それどころか、彼に抱かれるならこういう感覚なのかと、直接繋がったら比にならないくらい幸せなのではないかと、そういうどうしようもない考えが頭の中を支配していく。
一度も弄ったことのない後孔が、彼を誘っているかのようにひくひくと収縮しているのが自分でも分かり、これを彼に見られでもしたらどんなに言葉で拒否をしたとしても説得力などなくなるのだろう。
「あっ、……はあっ、」
肌と肌がぶつかる音、冷たかった床に自身の汗が流れ落ちていく音、快感が我慢できずに漏れ出る吐息の音、何より彼が私の名前を呼ぶ声だけで、この世界が創られているようだと錯覚さえする。

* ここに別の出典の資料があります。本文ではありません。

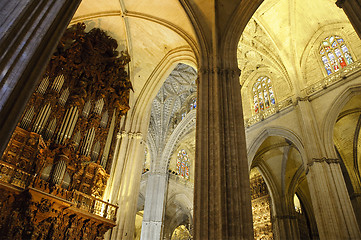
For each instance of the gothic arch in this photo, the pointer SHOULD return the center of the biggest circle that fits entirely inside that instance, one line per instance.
(275, 131)
(183, 128)
(140, 113)
(330, 118)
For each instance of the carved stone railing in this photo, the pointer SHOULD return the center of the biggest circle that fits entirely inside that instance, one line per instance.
(269, 112)
(11, 175)
(333, 78)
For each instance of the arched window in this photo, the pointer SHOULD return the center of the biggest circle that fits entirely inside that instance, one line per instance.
(183, 115)
(183, 164)
(263, 96)
(193, 104)
(334, 54)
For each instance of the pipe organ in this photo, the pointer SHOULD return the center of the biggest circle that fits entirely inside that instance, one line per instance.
(60, 154)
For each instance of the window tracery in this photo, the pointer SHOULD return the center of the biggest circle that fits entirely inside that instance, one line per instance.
(183, 164)
(193, 104)
(263, 95)
(334, 54)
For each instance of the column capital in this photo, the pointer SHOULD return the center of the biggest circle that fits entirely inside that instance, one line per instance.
(340, 3)
(221, 71)
(320, 160)
(282, 217)
(135, 135)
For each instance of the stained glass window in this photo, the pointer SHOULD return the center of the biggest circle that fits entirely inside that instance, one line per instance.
(193, 104)
(263, 96)
(183, 164)
(334, 54)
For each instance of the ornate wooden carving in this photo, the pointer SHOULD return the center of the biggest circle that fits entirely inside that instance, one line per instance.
(54, 171)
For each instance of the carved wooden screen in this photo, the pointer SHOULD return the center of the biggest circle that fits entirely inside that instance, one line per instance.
(75, 111)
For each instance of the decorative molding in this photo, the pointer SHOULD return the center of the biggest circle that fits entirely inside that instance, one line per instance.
(132, 135)
(339, 3)
(281, 217)
(321, 160)
(333, 78)
(221, 71)
(281, 106)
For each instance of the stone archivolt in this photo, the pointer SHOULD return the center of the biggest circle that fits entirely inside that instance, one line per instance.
(54, 171)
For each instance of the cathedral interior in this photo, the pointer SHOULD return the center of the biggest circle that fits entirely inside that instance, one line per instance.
(180, 119)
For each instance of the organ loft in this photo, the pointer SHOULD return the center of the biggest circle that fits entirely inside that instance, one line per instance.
(54, 171)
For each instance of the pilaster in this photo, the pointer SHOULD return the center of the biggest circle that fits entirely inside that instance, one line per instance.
(154, 207)
(127, 182)
(222, 202)
(285, 227)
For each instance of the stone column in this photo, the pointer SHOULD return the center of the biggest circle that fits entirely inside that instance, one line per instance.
(330, 200)
(154, 207)
(222, 199)
(222, 202)
(331, 203)
(125, 190)
(29, 32)
(285, 227)
(352, 8)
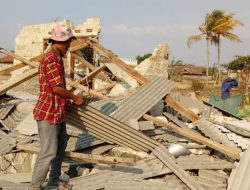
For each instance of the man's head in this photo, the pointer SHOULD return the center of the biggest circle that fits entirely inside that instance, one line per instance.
(61, 37)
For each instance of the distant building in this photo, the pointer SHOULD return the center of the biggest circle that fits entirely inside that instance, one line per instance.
(130, 62)
(31, 40)
(187, 70)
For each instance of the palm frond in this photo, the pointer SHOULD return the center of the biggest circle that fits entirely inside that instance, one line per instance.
(194, 38)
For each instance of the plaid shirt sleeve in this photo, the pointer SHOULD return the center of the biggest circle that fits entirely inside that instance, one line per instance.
(53, 74)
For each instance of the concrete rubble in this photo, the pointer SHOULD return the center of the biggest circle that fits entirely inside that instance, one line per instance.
(121, 138)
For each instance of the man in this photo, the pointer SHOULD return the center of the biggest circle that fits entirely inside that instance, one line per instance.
(50, 109)
(227, 84)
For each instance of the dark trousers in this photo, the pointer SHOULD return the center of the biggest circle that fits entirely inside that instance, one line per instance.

もう何も考えられない。私の記憶に、身体に、心に、彼がこびりついて離れなくなってしまいそうだ。
「隆義さんっ、」
「あっ、は、あ、」
「俺もう、出そうです、」
「いっ、!?」
首筋を強く噛まれたと同時に、私は二回目の絶頂を迎えた。
彼は太腿から自身を引き抜いた後、私の背中に向かってそれをかけた。噛まれた箇所にまで飛び散り、痕に染みていく。

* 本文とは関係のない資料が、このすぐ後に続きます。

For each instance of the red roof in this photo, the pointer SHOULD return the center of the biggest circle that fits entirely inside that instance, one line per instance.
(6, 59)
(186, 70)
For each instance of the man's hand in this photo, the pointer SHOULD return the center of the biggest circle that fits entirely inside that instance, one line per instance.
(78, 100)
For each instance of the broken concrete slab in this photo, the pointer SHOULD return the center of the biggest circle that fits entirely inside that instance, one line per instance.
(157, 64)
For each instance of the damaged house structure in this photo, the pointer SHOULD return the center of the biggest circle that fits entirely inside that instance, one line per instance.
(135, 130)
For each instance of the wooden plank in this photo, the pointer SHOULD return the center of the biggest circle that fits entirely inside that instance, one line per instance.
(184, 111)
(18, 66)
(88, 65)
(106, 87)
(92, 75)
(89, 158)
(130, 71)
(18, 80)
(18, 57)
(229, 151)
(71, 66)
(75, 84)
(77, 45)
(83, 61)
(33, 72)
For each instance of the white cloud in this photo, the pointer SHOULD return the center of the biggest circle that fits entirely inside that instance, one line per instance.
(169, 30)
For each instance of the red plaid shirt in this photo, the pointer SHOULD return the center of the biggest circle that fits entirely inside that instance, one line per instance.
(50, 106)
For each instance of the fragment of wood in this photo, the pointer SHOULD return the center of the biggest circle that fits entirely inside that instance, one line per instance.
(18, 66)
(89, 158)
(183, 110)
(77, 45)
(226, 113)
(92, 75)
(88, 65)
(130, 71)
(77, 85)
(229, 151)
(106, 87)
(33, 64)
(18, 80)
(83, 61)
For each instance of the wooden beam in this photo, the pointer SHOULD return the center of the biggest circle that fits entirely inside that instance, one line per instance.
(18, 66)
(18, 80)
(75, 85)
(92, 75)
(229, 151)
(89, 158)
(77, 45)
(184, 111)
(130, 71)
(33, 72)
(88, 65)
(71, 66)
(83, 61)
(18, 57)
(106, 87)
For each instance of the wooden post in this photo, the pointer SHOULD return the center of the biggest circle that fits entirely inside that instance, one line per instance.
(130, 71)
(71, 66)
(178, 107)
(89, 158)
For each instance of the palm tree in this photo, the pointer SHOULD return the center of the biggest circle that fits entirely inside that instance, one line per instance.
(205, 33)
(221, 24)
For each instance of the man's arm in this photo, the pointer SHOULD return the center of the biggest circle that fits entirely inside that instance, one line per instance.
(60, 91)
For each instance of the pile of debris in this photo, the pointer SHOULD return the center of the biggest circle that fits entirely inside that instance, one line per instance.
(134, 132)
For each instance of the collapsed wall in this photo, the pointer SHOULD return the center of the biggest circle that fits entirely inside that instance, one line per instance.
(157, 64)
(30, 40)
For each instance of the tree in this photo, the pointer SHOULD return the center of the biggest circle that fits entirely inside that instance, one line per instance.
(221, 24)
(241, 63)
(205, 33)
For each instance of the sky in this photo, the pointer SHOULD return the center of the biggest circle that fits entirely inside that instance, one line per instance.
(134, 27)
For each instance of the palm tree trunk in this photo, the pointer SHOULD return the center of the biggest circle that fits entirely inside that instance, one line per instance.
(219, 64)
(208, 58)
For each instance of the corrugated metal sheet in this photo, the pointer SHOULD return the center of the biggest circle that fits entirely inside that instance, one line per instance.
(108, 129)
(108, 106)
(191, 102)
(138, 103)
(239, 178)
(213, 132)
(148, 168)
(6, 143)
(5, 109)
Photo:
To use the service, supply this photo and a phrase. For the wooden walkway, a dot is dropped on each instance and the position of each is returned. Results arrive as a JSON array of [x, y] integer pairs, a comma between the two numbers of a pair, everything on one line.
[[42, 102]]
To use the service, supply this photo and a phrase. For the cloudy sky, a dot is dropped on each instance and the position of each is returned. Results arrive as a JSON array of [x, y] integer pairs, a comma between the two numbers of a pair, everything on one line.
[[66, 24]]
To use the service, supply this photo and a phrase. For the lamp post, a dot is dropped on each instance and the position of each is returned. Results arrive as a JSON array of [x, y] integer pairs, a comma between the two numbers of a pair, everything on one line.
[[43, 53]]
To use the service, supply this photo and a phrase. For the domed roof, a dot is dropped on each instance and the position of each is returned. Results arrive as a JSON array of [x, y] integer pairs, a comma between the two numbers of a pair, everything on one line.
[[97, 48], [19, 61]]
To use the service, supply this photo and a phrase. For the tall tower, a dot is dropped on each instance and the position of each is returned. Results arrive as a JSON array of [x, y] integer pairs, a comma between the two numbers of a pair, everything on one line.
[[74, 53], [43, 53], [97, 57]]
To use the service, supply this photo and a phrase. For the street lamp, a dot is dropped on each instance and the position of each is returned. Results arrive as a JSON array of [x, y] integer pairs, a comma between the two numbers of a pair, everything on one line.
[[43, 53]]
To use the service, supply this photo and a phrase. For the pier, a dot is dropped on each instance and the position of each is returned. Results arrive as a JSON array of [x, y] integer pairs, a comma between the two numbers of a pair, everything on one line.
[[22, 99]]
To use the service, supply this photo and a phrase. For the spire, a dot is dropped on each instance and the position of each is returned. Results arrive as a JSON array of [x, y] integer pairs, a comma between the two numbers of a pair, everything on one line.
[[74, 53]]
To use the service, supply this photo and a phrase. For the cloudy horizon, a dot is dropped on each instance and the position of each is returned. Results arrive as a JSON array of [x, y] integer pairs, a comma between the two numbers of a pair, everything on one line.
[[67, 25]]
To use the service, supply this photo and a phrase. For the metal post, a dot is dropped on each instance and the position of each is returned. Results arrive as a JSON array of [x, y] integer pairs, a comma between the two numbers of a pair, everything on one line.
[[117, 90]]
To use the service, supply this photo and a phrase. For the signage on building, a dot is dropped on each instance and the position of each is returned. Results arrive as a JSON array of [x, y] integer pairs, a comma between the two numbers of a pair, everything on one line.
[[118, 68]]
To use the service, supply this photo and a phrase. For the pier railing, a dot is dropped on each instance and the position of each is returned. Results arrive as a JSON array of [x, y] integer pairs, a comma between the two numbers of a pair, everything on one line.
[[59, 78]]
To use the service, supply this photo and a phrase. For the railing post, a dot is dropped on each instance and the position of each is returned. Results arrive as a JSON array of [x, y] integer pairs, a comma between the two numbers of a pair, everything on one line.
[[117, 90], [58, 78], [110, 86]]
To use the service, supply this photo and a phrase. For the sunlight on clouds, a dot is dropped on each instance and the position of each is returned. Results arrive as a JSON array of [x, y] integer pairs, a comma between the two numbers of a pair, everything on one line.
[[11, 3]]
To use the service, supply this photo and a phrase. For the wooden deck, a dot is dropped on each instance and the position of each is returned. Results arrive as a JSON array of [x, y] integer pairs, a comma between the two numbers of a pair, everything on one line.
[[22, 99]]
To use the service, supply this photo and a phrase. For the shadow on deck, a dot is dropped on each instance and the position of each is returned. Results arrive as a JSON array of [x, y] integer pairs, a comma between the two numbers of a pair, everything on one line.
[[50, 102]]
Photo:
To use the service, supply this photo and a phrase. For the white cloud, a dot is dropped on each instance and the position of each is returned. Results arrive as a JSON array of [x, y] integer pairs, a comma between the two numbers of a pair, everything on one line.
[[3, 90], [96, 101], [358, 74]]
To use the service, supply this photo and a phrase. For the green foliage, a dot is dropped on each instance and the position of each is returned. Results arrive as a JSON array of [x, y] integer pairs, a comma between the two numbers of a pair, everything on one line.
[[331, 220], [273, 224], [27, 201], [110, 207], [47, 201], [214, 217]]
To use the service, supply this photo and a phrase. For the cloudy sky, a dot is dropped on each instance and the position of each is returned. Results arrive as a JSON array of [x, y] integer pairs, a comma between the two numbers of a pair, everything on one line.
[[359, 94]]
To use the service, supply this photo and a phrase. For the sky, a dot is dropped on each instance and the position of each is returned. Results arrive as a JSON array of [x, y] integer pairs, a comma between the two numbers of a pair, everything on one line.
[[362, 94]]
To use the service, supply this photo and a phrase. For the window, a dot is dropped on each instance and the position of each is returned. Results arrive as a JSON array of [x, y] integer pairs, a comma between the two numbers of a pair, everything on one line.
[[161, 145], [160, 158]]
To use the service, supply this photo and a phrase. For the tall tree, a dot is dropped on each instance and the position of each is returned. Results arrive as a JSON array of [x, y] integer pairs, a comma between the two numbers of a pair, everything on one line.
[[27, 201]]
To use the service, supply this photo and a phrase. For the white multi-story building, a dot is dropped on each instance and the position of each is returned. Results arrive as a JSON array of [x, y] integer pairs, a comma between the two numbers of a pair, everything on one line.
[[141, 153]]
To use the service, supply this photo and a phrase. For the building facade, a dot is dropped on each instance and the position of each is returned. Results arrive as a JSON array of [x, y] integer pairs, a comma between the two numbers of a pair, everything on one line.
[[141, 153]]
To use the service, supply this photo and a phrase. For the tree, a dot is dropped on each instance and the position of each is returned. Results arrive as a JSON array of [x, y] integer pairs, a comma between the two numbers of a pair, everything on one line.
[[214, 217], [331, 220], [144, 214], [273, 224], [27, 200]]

彼が私の背中に先を押し付けると、先端からはまだ白濁が出続けているようで、じんわりとその部分が熱くなった。
「隆義さん、」
「はあっ、は……つ」
「余裕なくて、好き勝手して、ごめんなさい」
ぐったりと横たわる私の手を引き抱き起こすと、大きくて温かなその手で私を強く抱きしめた。
私の首筋に頬を寄せる彼の髪が、鼻先に触れると、それが湿っているのに気付く。
こんなに汗をかくなんて、と先ほどまでしていた行為を反芻する。
弘明くんは、手の甲で汗を拭うと、それから身体中に飛び散った白濁をティッシュで拭き取ってくれた。

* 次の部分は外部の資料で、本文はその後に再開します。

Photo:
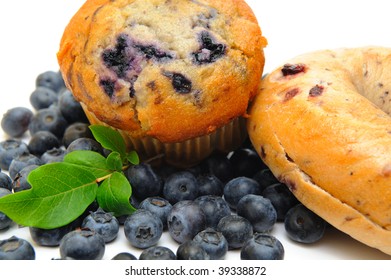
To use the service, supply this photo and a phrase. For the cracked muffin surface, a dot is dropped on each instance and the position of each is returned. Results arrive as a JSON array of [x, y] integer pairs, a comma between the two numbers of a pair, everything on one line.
[[169, 69]]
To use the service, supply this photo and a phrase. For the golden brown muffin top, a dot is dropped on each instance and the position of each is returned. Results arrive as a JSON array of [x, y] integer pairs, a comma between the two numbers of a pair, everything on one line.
[[170, 69]]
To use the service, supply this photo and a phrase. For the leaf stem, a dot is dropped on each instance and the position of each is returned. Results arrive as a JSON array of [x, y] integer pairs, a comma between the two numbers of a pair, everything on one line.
[[101, 179]]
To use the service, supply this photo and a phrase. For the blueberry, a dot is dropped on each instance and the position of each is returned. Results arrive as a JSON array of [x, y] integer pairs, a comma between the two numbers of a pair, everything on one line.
[[10, 149], [75, 131], [191, 250], [265, 178], [43, 97], [83, 244], [219, 165], [185, 220], [281, 198], [209, 184], [5, 221], [49, 237], [85, 144], [42, 141], [50, 79], [258, 210], [5, 181], [20, 182], [262, 247], [158, 206], [48, 119], [210, 51], [214, 207], [303, 225], [236, 229], [15, 121], [144, 180], [213, 242], [53, 155], [246, 162], [179, 82], [21, 162], [143, 229], [238, 187], [103, 223], [70, 108], [124, 256], [180, 186], [15, 248], [157, 253]]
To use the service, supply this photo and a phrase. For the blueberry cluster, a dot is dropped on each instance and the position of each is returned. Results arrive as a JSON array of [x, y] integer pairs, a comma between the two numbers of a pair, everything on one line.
[[227, 202]]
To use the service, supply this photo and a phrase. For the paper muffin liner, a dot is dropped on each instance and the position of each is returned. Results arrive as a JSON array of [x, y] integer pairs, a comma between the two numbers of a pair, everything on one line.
[[187, 153]]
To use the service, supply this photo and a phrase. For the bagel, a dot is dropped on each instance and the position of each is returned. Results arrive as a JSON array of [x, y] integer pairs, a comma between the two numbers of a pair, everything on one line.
[[321, 122]]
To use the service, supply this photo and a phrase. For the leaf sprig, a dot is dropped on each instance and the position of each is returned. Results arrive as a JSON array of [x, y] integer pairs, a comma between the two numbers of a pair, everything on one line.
[[62, 191]]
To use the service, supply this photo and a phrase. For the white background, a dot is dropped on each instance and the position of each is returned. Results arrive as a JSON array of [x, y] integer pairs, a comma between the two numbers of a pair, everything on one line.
[[30, 32]]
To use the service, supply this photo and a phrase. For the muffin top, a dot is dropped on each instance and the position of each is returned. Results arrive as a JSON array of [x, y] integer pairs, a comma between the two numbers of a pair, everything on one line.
[[169, 69]]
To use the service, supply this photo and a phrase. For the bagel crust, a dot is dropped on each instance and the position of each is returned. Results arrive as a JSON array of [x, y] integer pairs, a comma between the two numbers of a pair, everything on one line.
[[322, 123]]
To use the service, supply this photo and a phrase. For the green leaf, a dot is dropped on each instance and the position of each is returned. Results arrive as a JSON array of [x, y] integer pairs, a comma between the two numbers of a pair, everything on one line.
[[60, 193], [133, 157], [114, 161], [90, 161], [109, 138], [114, 193]]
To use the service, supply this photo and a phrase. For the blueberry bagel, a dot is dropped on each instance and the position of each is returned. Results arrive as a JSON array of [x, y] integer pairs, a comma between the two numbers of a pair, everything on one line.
[[172, 70], [321, 123]]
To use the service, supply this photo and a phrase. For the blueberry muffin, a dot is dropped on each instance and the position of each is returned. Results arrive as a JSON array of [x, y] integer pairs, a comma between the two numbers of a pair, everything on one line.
[[175, 77]]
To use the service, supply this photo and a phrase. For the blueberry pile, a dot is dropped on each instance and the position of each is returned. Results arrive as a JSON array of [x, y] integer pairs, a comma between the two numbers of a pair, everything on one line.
[[227, 202]]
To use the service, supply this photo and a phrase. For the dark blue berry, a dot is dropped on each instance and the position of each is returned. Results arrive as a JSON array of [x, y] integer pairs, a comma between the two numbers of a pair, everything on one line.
[[85, 144], [49, 237], [210, 51], [43, 97], [214, 207], [42, 141], [20, 182], [10, 149], [15, 248], [238, 187], [265, 178], [191, 250], [303, 225], [53, 155], [180, 186], [15, 121], [157, 253], [258, 210], [262, 247], [158, 206], [21, 162], [281, 198], [246, 162], [143, 229], [50, 79], [185, 220], [83, 244], [213, 242], [103, 223], [5, 181], [75, 131], [209, 184], [5, 221], [144, 180], [70, 108], [179, 82], [124, 256], [236, 229], [49, 119]]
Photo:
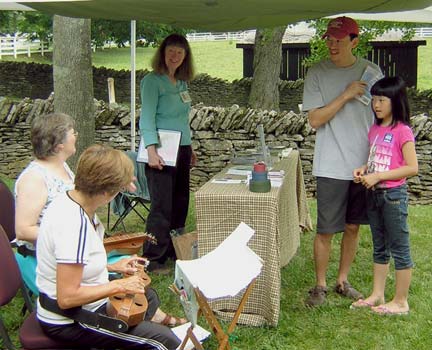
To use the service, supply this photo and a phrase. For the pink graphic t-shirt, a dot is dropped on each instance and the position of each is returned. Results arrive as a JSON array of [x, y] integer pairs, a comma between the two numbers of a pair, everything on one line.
[[385, 152]]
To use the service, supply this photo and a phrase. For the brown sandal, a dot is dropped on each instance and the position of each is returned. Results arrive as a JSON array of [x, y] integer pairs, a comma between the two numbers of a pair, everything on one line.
[[167, 321]]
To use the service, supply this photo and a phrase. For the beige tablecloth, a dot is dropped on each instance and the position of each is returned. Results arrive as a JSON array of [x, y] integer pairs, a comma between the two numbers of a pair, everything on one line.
[[277, 218]]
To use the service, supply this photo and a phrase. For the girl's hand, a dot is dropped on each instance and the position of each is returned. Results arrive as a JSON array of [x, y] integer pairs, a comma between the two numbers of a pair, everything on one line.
[[358, 173], [126, 266], [370, 180], [130, 285], [193, 159]]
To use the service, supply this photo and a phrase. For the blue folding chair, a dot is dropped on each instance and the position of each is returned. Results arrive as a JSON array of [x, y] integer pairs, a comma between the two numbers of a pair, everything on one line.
[[126, 202]]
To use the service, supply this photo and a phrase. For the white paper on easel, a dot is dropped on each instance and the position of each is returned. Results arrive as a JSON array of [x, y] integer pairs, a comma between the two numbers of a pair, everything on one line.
[[226, 270], [181, 331], [169, 143]]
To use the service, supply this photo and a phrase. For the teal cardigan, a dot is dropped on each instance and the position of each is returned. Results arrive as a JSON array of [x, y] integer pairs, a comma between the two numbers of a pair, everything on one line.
[[163, 108]]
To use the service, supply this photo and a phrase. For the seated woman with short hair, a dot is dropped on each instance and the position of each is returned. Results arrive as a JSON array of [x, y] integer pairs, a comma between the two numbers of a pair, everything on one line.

それについてお礼を伝えると、舌先で唇を舐められ、それから噛み付くようなキスをされる。
ほてった身体が徐々に冷えるまで、その強引なキスを繰り返した。
唇が離れる頃には私ももう止められなくなり、最後は私のほうからキスをねだった。
「あなたがあまりにも可愛いすぎて、止められなかった。……夢中になりすぎました。本当にごめんなさい」
「いや、私も……」
「嫌いになりました?」
「弘明くん。それ聞くの、ずるいよ」
「そうですか?」
「いつもそう思う……」
指先で彼の髪に触れながら、せめてお風呂だけは貸さないとな……と考えているうちに、口から「泊まっていく?」と思っていたこととは異なる言葉がこぼれ出た。
慌てて口を塞いだ私を見て、彼が優しく笑う。
「こんなことしておいてなんですけど、泊まるのはもっと特別な日にしたいです。だからお風呂を貸してください。今日は一緒に入りませんか?」
「……二人は狭いと思うが」
「否定の言葉が真っ先に出てこないことが嬉しいです。狭くても良い。あなたとくっついて入れるから」
先に立ち上がった彼に抱き起こされるようにして立たされると、そのまま手を繋いで給湯器のボタンを押しに行く。
「なんだか良いですね」と満足そうに笑う彼を見ていたら、このまま時間が止まってしまえば良いのにと、そんなくだらないことを考えた。